Curitiba - Continua hoje a audiência de instrução e julgamento do ex-deputado Luiz Fernando Ribas Carli Filho pela morte de dois jovens em um acidente de trânsito ocorrido em 7 de maio de 2009. Carli Filho não compareceu ontem à Segunda Vara do Tribunal do Júri de Curitiba para companhar os depoimentos das testemunhas de acusação. ''(A ausência) é um abuso do direito dele de não comparecer. Um desrespeito com a Justiça'', disse o advogado Elias Mattar Assad, que representa a família de Gilmar Rafael Yared, uma das vítimas do acidente.
Ontem foram ouvidas 16 pessoas, todas convocadas pelo Ministério Público, que é responsável pela denúncia contra o ex-parlamentar. Segundo Assad, os depoimentos foram semelhantes aos já colhidos pela polícia durante o inquérito.

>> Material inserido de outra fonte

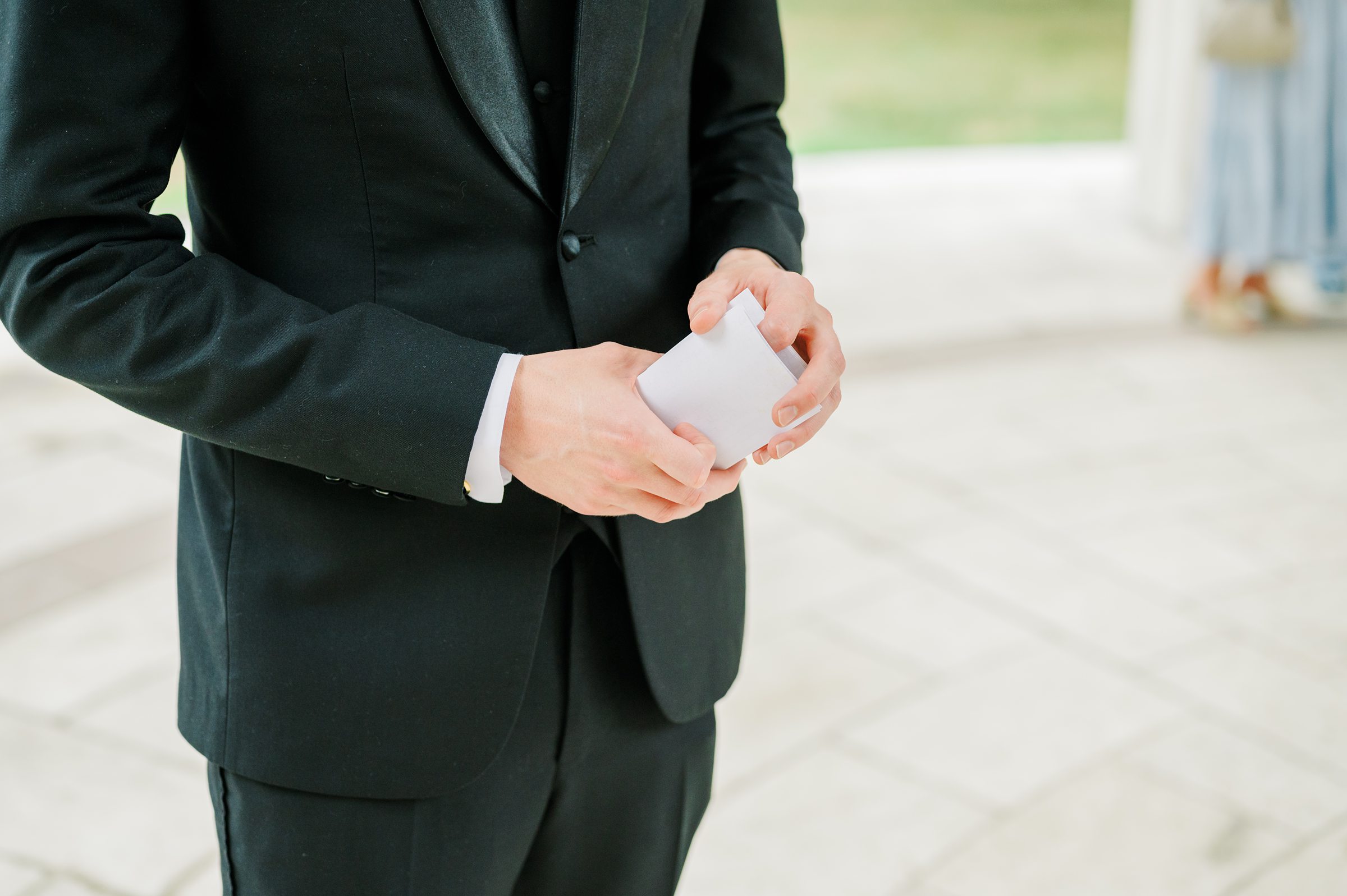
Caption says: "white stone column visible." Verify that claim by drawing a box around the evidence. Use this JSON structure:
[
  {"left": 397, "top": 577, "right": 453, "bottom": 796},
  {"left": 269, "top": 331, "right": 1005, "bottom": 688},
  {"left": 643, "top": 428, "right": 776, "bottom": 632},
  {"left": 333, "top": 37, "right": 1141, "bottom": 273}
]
[{"left": 1128, "top": 0, "right": 1209, "bottom": 237}]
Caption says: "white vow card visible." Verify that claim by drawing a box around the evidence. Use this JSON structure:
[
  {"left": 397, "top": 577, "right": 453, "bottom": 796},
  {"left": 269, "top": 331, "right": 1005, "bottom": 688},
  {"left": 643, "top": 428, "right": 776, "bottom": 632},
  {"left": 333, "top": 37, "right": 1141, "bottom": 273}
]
[{"left": 636, "top": 290, "right": 822, "bottom": 470}]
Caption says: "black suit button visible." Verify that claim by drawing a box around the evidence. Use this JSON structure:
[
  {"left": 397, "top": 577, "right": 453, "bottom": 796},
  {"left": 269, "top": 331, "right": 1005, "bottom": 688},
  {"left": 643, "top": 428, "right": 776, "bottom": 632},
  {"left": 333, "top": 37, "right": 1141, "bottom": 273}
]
[{"left": 562, "top": 231, "right": 580, "bottom": 261}]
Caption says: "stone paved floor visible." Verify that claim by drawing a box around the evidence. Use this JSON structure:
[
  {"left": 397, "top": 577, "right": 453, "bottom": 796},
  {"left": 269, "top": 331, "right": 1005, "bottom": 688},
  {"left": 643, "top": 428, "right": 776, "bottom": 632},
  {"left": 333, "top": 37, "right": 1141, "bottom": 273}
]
[{"left": 0, "top": 147, "right": 1347, "bottom": 896}]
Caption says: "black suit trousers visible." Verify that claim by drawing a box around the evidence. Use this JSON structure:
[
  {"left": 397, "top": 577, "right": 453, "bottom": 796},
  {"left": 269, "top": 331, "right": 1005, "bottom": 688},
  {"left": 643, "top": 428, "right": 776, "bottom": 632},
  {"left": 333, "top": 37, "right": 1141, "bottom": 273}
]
[{"left": 209, "top": 514, "right": 715, "bottom": 896}]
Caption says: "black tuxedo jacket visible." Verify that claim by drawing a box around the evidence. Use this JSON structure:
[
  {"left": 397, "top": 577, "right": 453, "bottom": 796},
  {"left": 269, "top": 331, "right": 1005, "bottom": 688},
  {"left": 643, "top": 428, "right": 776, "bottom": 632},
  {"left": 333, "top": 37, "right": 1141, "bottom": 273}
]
[{"left": 0, "top": 0, "right": 803, "bottom": 796}]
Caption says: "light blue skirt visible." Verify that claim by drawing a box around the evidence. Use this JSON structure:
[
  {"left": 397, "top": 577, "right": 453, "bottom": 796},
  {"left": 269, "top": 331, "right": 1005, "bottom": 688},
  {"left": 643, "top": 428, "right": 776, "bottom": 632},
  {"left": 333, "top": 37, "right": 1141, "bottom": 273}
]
[{"left": 1198, "top": 0, "right": 1347, "bottom": 290}]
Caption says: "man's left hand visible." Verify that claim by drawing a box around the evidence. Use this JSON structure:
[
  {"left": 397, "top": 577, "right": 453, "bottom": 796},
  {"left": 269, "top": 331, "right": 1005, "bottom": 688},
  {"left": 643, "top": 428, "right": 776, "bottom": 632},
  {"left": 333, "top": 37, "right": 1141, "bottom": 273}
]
[{"left": 687, "top": 249, "right": 846, "bottom": 463}]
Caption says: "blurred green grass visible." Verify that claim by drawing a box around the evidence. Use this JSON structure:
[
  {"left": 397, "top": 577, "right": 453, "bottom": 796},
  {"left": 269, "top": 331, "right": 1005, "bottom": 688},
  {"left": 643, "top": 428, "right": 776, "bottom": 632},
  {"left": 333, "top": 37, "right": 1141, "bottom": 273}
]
[
  {"left": 156, "top": 0, "right": 1130, "bottom": 213},
  {"left": 781, "top": 0, "right": 1130, "bottom": 152}
]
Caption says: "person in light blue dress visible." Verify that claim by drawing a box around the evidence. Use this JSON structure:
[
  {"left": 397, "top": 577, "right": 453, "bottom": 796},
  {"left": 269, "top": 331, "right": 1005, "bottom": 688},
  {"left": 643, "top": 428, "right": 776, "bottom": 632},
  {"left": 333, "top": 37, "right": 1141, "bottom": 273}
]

A exceção seria o do médico Eduardo Silva, que jantou com Carli Filho na noite do acidente. ''Houve um pouco de contradição em relação ao que ele havia declarado para a polícia'', avaliou Gilmar Yared, pai de Rafael.
Segundo Yared, o médico disse que havia aconselhado Carli Filho a não dirigir, mas não confirmou que ele estivesse embriagado. Ele também teria dito que das quatro garrafas de vinho cobradas na mesa em que ele estava, uma não teria sido consumida e outra teria ficado pela metade.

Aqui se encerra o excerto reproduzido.